After Atos: is the policy fit for purpose?

The early termination of Atos’s contract to carry out fitness-to-work tests offers an opportunity for transparency and reflection. We must know the details of the deal struck, while ministers should review whether the policy is fundamentally flawed

The news today that Atos’s contract with the Department for Work and Pensions to deliver Work Capability Assessments has been terminated 12 months early is not surprising given the torrid media coverage that it has attracted for many months.  It would appear that Atos has not always performed to the standard required by its client, the DWP, and certainly not to the standard expected by many of those being assessed and their representative bodies.

Atos is responsible for delivery of the service to a specification set by DWP. The government is responsible for the policy underpinning these assessments.  Accordingly, Atos should be held accountable for its performance, but not for the policy.

I can see why early termination would be seen as beneficial by both the company and the DWP.  The government is seen to be tackling contract under-performance and there will be few tears spilt for Atos, especially among service users, their families and carers, and the charities that represent them.  Atos found itself, one assumes, financially challenged on this contract, and was most certainly being heavily damaged in terms of its market and public reputation.

When agreement is reached to prematurely terminate public service contracts, one assumes that both parties (the client and the provider) will bear the costs and risks.  In this case, it is interesting to note that the government has stated that Atos has not received any compensation. And the chief executive of Atos is quoted as saying that: ‘We are pleased to have reached an agreement with the government to allow us to exit this contract early and we remain committed to delivering essential services to the UK government as a strategic supplier.’

The public is entitled to know the details of the commercial deal that has been struck between the government and Atos to enable the ending of the contract.  I very much hope that both parties will willingly publish this without the need for too much external pressure.

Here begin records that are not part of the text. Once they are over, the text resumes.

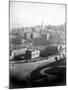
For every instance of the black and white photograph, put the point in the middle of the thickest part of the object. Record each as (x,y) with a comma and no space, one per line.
(37,44)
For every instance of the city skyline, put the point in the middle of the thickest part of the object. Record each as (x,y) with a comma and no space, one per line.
(31,14)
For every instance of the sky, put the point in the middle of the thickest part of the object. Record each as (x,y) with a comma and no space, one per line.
(30,14)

This information, while of significant public interest, will not provide all that is required for the public, Parliament, commentators and analysts to form views on the correctness, the value for money and appropriateness of the termination. I believe that it will be necessary to extend the disclosure to include:

  • the relevant contract terms in respect of performance, payment, penalties and early termination
  • details of  payments including financial incentives paid and penalties imposed for under-performance over the lifetime of the contract
  • performance data and trends
  • user satisfaction information (if available) including complaints
  • supply chain information
  • the cost of any re-tendering of all or part of the contract
  • the original procurement costs incurred by the DWP

The CBI has recently joined others in calling for greater transparency and accountability in public service contracting. Therefore, I hope that the CBI will join with me in this call for disclosure.

I realise that Atos is a publicly listed company and that the DWP will wish not to prejudice its position in terms of any retendering exercise, but these considerations should and need not be barriers to transparency.

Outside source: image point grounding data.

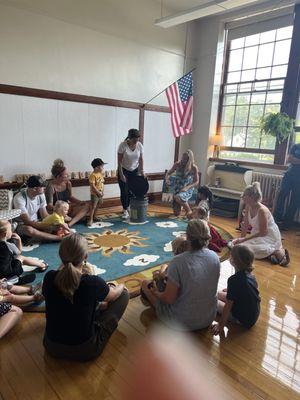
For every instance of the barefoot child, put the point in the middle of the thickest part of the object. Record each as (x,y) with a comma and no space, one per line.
(11,259)
(57,218)
(240,302)
(96,180)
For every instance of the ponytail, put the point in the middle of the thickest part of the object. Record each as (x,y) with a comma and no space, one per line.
(67,280)
(73,252)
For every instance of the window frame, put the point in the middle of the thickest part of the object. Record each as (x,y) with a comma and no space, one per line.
(288,103)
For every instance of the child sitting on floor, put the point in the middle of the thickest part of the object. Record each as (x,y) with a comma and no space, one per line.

In addition, it is be hoped that the government will take the opportunity that this early contract termination offers to review the policy on which Work Capability Assessment is based. There is no public benefit in simply outsourcing the delivery of the service if the policy is, as many believe, fundamentally flawed.

Accordingly, I suggest that a second review is required to consider the practical and operational issues (as well as the commercial ones) of letting such a contract.  There must be lessons learnt from the Atos experience.  Simply to repeat the same mistakes and build on the same flaws would be irresponsible and certainly not in the public interest.

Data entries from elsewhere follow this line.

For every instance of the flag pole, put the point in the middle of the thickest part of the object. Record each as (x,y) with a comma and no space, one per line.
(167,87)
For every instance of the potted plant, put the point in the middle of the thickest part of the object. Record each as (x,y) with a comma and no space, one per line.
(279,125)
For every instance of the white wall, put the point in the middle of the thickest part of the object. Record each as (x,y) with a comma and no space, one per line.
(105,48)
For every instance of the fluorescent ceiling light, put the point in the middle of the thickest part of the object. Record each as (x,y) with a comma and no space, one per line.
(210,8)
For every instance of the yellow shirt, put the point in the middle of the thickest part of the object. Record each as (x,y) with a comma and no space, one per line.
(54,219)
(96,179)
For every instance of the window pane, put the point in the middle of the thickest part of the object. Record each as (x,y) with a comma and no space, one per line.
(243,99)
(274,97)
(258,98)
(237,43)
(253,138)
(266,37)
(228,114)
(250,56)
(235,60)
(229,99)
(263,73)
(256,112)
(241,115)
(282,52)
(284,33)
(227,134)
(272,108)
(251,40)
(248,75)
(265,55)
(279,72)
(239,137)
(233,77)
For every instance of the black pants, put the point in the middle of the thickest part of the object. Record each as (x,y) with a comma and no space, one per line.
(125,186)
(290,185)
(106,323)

And if it is going to retender this service, the DWP has to be confident that: it is deliverable; there is sufficient public confidence to enable it to be delivered satisfactorily; and that there will be a competitive supplier response.  The DWP would be wise to think twice before proceeding with a new procurement.

Given the experience that Atos has generated and endured, one wonders what conditions and risk-premium based charges many potential bidders might include in their bids; and indeed how many companies will be willing to even consider bidding for what will likely be seen as a poisoned chalice.

The decision for early termination of the DWP-Atos contract offers both the opportunity for a radical extension of public transparency and accountability; and the opportunity to reconsider the policy and its operational delivery.